The source added that, in contrast, some merchants pay additional bribes to bring in certain goods, such as cigarettes.
Sons of Sinai confiscate cigarettes from commercial trucks during inspections and prevents their entry, as it holds the exclusive right to bring cigarettes into Gaza, local media understands.
“The monopoly on cigarettes has driven their prices to insane levels. A crate that costs 40,000 Egyptian pounds [less than $8,000] at times is sold for $250,000 in Gaza,” a Palestinian source inside Gaza said.
In addition to Sons of Sinai, the Organi Group, through another company called Al-Aqsa, controls transportation trucks, making it the largest broker for trucks in Egypt.
The company provides services to transport goods from Egypt to merchants inside Gaza for an additional fee on top of the $20,000 charged by Sons of Sinai.
According to two merchants local media spoke to, it has become difficult to arrange transportation for goods without going through Al-Aqsa, which has become a “near-monopoly” in the market.
local media contacted Al-Aqsa for comment.
“The Palestinian government in Gaza does not collect any fees on trucks whatsoever,” Thawabteh said.
“However, some companies responsible for transporting goods impose additional fees on trucks waiting to cross, which increases transportation costs,” he added.
“These additional fees negatively impact the prices of goods inside the Strip, as merchants are forced to raise prices to cover the high costs, adding to the woes of the Palestinians in Gaza.”
Israel withdrew from the Rafah crossing on 31 January.
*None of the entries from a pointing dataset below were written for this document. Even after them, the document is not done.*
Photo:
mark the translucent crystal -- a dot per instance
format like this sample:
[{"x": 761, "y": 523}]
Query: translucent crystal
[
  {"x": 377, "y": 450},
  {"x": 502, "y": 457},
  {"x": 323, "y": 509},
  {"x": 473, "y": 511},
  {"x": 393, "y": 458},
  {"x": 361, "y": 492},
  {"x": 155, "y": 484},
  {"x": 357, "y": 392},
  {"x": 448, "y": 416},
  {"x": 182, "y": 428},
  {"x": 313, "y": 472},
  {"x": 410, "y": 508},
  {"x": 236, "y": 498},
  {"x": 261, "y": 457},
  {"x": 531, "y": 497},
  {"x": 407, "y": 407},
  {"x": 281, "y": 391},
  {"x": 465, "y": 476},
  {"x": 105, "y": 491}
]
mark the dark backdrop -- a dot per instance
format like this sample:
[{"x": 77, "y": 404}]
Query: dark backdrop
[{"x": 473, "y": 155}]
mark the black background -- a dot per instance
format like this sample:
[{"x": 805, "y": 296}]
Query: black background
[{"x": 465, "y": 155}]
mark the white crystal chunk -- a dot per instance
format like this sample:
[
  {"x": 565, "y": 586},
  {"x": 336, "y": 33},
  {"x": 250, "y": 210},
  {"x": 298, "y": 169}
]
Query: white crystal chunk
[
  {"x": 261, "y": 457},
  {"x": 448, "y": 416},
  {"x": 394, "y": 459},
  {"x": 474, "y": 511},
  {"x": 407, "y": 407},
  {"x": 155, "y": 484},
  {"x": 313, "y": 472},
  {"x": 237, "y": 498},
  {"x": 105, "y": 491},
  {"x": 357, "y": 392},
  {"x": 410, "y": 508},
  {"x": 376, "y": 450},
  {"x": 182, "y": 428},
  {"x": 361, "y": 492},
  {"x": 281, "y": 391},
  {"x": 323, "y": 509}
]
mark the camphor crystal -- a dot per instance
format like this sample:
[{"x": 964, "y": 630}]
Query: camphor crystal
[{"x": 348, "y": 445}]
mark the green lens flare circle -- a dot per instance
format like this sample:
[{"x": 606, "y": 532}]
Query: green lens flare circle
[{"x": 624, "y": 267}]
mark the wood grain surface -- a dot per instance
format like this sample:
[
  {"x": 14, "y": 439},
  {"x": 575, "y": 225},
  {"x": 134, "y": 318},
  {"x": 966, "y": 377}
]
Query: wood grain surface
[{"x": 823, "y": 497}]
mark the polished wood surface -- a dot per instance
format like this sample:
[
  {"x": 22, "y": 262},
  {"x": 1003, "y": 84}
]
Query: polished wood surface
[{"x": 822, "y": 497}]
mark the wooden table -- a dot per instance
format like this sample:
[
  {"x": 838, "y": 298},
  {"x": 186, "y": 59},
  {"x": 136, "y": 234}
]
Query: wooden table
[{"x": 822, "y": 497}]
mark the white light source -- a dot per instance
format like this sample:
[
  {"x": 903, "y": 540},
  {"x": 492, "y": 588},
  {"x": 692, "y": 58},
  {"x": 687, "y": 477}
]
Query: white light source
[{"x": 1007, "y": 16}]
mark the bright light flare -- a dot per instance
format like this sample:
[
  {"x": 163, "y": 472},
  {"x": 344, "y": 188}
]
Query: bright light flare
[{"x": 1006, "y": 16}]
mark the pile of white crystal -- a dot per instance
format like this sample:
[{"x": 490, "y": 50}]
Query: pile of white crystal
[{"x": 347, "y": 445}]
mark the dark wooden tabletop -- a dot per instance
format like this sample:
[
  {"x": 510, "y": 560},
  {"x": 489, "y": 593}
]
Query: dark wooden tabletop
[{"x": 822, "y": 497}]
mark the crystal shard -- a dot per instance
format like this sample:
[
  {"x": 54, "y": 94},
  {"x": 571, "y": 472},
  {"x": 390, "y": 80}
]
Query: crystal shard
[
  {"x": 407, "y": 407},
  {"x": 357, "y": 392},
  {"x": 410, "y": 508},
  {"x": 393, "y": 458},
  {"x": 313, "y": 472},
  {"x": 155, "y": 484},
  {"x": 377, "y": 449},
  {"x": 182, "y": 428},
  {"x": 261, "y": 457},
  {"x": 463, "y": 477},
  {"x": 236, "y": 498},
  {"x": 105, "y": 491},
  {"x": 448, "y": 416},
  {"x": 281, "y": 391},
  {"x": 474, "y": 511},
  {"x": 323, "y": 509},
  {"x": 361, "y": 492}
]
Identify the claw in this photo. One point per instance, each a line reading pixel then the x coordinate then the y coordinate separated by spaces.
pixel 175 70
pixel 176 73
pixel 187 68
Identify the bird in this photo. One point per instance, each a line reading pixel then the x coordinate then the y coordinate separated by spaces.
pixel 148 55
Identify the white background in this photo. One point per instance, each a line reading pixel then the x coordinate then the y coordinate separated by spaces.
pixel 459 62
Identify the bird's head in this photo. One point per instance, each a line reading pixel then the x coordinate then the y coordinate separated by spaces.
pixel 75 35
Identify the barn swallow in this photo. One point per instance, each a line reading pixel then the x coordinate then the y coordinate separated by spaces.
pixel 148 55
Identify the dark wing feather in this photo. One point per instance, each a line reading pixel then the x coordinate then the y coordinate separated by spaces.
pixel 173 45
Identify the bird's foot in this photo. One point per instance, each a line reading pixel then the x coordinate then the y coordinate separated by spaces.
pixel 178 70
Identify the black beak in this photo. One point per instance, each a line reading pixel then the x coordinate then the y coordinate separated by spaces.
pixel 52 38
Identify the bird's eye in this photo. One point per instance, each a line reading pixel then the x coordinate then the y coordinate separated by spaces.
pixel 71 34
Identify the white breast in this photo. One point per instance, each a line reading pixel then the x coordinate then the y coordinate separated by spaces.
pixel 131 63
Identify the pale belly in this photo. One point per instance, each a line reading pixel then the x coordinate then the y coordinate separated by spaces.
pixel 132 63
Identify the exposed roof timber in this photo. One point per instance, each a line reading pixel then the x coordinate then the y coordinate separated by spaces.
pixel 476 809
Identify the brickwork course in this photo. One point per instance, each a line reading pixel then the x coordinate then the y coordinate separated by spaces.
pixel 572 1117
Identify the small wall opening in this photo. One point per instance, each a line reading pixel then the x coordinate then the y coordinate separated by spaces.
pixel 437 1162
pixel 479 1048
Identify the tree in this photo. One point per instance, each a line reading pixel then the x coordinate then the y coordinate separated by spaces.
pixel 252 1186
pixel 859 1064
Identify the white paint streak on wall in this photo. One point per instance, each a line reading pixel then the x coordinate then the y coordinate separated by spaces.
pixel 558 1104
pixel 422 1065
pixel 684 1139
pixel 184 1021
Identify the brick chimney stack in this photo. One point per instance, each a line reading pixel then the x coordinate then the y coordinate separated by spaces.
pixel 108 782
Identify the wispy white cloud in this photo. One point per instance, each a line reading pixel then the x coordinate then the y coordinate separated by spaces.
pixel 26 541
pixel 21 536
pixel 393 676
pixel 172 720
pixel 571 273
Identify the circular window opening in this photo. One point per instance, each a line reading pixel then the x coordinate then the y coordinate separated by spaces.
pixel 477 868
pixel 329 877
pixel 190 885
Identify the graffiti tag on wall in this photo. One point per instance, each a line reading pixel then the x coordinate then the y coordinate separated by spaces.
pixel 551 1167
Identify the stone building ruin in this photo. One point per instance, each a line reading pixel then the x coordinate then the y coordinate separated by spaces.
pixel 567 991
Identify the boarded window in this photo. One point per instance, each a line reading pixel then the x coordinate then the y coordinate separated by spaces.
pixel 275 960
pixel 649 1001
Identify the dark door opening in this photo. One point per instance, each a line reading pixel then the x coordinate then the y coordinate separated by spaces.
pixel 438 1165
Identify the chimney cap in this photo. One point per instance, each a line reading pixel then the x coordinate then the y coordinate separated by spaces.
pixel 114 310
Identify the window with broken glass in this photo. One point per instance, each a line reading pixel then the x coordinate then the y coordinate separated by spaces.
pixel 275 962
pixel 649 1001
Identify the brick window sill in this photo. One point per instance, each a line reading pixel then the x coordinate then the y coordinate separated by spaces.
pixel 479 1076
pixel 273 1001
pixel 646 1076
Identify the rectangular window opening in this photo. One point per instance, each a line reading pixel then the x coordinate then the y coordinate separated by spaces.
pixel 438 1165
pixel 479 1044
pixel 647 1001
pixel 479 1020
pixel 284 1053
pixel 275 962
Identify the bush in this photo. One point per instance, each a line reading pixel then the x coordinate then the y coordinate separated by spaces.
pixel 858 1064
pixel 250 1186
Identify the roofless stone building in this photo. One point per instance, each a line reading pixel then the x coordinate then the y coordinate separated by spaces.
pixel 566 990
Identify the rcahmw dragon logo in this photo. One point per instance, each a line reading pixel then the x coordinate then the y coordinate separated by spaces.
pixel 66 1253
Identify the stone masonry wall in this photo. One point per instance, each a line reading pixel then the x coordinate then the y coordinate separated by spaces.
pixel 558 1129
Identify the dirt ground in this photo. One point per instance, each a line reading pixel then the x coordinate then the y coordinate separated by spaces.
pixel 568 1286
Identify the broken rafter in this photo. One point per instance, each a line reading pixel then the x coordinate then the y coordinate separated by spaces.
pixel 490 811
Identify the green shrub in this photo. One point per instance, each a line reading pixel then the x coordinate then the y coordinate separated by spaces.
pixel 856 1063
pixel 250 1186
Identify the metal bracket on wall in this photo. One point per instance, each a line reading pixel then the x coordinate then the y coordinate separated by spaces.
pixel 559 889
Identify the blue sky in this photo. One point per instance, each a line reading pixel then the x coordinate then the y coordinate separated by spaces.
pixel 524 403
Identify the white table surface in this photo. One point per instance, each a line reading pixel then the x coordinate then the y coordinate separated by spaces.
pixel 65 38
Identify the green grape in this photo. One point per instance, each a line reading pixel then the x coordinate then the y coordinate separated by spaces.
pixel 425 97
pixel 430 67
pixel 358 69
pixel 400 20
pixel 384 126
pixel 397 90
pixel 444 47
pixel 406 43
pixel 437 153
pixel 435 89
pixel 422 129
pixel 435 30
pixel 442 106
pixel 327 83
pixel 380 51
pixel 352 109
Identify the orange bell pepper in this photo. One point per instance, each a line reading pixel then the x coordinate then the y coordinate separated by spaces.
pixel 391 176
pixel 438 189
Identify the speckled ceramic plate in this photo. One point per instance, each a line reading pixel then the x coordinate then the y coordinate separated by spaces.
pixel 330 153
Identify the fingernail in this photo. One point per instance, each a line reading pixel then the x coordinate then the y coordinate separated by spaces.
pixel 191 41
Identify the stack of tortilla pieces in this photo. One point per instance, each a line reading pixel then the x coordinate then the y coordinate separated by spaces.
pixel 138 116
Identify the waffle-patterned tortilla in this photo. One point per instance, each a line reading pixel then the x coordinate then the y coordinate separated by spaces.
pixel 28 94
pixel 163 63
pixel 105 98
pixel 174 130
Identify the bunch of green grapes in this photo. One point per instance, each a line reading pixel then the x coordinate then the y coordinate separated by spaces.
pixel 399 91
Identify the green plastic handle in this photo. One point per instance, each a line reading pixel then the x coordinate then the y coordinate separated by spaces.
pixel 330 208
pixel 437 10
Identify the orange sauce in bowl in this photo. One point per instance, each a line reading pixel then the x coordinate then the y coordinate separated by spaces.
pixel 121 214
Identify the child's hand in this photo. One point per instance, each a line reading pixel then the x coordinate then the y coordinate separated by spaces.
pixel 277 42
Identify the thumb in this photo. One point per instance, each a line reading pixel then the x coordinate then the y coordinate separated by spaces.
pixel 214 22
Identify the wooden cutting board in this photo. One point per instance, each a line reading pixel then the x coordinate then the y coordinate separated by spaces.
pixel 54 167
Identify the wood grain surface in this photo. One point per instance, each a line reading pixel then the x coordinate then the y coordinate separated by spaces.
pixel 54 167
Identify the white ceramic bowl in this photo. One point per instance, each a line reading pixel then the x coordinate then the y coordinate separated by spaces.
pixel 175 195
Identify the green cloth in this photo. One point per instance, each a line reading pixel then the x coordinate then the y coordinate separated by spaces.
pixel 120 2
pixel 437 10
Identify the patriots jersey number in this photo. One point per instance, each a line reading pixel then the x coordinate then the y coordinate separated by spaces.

Since then, the border crossing has been managed by Palestinians affiliated with the Palestinian Authority and other personnel from Gaza unaffiliated with Hamas, a source within the crossing explained.
A civilian force of EU personnel has also been deployed to the border crossing point in Gaza to assist with the evacuations of the wounded, and is due to finish its mandate by the end of the first phase of the ceasefire in the first week of March.